Die von Ihnen zitierte Klausel spiegelt genau dies wieder, nämlich, dass zunächst bis zum Insolvenzverfahren der Hauptschuldner betrieben werden soll. Die Klausel ist damit - leider - wirksam. Wäre Sie dies nicht, könnten Sie sich durch eine unwirksame Klausel von der Bürgschaft lösen.

Anderenfalls besteht keine Möglichkeit, die Bürgschaft zu beenden. Wie Sie schreiben ist eine Kündigungsmöglichkeit vertraglich nicht vorgesehen. Somit wird die Bürgschaft leider bestehen bleiben, da es keine rechtliche Möglichkeit zur Lösung gibt.

Ich hoffe, Ihnen behilflich gewesen zu sein. Bei Unklarheiten stellen Sie bitte beliebig oft Nachfragen. Stellen Sie Ihre Rückfragen bitte nicht über die Smileys, sondern „dem Experten“ antworten. Halten Sie die Frage für nicht beantwortet, fragen Sie bitte beliebig oft nach.

Bestehen keine Nachfragen, bewerten Sie bitte die erteilte Antwort.

Mit freundlichen Grüßen
RA Grass

Kunde: hat geantwortet vor 4 Jahren.


Wieso gibt es keine Möglichkeit, aus einem Vertrag auszusteigen? Andere Verträge können auch gekündigt werden.


Selbst wenn die Voraussetzungen, die damals zum Abschluß des Bürgschaftsvertrages geführt haben, nicht mehr gegeben sind, ist eine Kündigung nicht möglich? Ist das ausjudiziert?

Experte:  S. Grass hat geantwortet vor 4 Jahren.
Sehr geehrter Fragesteller,

leider ist der Bürgschaftsvertrag nur kündbar, wenn ein Kündigungsrecht vorbehalten bleibt. Dies wurde extra so geschaffen, um eben den Bürgen nicht den Ausstieg aus der Haftung zu ermöglichen, weil in einem solchen Fall die gegebene Sicherheit wertlos wäre.

Im Übrigen führen Sie selbst aus, dass ein Kündigungsvorbehalt nicht vereinbart war. Wäe der Vertrag kündbar bräuchte man diesen nicht. Daraus ergibt sich im Umkehrschluss eben die Unkündbarkeit.

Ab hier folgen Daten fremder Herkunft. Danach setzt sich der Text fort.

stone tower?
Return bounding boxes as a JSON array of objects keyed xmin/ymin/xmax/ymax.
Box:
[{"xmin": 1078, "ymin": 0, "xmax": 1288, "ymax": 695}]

Auch die Veränderung der Gegebenheiten führen nicht zu einem Kündigungsrecht. Falls eine Vermögensverschlechterung eingetreten sein sollte, ist dies etwas, was immer bei einem Bürgschafstvertragsabschluss einkalkuliert wird. Ein Kündigungsrecht ist darauf nicht ableitbar.

Ich bedaure, Ihnen nichts Positiveres mitteilen zu können.

Mit freundlichen grüßen
RA Grass
Experte:  S. Grass hat geantwortet vor 4 Jahren.


Sehr geehrter Fragesteller,

bestehen noch Unklarheiten ? Ansonsten darf ich um Bewertung der Antwort bitten.